Intervention d’Alice Cordier, le samedi 11 avril 2026 à La Maison de la Chimie. Alice Cordier est une militante engagée, présidente et cofondatrice du Collectif Némésis depuis octobre 2019. Du haut de ses vingt-huit ans, elle porte un féminisme de bon sens qui défend les femmes françaises contre l’insécurité liée à l’immigration massive et à l’islamisme, tout en protégeant l’identité et les valeurs de la civilisation européenne. Avec une détermination sans faille, elle a fait grandir ce mouvement de quelques amies à plusieurs centaines de militantes actives, multipliant les actions percutantes sur le terrain et les interventions médiatiques remarquées.
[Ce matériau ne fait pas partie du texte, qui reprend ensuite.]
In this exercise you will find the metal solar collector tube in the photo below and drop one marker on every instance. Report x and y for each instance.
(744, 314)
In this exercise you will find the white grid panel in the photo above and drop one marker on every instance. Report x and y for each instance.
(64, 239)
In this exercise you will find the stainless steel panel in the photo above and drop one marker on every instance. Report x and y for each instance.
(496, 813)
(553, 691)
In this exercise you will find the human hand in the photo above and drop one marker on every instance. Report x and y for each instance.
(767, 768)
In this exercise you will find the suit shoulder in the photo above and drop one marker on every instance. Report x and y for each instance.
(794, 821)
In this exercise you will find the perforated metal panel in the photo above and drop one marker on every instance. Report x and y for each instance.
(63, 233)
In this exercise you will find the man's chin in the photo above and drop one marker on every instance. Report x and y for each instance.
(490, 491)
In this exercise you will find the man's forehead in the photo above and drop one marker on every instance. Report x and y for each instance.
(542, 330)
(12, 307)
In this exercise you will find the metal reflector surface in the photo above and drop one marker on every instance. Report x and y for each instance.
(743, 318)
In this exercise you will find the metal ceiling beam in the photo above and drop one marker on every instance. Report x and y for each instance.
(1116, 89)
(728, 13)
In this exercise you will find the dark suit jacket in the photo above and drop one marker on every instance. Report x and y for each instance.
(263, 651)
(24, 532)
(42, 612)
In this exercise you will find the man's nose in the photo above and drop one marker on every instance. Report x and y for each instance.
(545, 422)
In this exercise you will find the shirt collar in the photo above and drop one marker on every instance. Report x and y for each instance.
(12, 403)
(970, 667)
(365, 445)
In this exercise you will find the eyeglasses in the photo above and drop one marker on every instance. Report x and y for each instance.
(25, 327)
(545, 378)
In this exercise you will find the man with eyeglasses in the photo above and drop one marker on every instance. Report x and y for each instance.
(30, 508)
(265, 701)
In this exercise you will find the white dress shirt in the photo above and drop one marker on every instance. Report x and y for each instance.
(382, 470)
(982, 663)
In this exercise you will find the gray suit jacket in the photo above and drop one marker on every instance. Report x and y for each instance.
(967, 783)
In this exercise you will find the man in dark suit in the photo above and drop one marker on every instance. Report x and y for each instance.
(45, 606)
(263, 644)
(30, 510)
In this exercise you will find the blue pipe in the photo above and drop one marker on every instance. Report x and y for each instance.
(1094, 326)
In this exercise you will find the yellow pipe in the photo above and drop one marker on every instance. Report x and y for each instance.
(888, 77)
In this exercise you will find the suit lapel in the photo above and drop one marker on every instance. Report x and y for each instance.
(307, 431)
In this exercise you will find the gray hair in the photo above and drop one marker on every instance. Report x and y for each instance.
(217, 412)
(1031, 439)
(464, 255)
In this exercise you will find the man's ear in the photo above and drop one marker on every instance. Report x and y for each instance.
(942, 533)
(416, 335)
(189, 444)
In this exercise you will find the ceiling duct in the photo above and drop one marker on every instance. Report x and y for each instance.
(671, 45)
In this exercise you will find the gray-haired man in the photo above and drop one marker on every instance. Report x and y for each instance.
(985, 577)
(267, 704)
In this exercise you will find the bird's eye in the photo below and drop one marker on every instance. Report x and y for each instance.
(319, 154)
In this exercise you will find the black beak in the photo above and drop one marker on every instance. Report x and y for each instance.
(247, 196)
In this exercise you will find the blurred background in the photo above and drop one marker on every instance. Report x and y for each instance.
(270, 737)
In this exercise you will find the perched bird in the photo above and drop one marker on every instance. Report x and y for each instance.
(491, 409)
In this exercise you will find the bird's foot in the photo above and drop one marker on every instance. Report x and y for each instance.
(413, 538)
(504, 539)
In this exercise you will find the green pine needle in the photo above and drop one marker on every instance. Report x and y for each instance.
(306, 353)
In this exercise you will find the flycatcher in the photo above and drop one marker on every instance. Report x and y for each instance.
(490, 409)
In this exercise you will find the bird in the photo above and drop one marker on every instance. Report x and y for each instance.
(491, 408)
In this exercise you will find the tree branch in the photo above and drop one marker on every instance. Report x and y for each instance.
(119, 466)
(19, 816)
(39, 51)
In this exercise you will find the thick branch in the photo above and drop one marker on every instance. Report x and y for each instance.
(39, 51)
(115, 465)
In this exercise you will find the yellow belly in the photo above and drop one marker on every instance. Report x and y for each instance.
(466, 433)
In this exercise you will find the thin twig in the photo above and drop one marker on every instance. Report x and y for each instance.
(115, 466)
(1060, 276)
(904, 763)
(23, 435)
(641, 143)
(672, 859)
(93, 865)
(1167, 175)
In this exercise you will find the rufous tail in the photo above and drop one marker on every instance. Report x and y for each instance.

« L’Europe, ce n’est pas le monde de Belphégor, c’est la civilisation qui honore la femme : déesse, mère ou guerrière » écrit un certain Jean Yves le Gallou.
Les femmes n’ont jamais autant fait l’actualité : elles sont chefs de gouvernement et boulangères, elles allaitent et elles plaident, elles s’expriment et parfois même, elles censurent. Parler des femmes n’a donc rien d’inédit. L’Europe est d’ailleurs nommée d’après l’une d’entre elles ! Non, ce qui est inédit, ce sont les menaces qui pèsent aujourd’hui sur leurs libertés.
Pour parler du présent, renversons d’abord le cliché plaqué sur le passé de notre civilisation : celui d’une femme européenne historiquement privée de libertés par une société patriarcale et misogyne. Notre histoire regorge de femmes libres : libres de circuler, de travailler, de gouverner, de parler et de penser.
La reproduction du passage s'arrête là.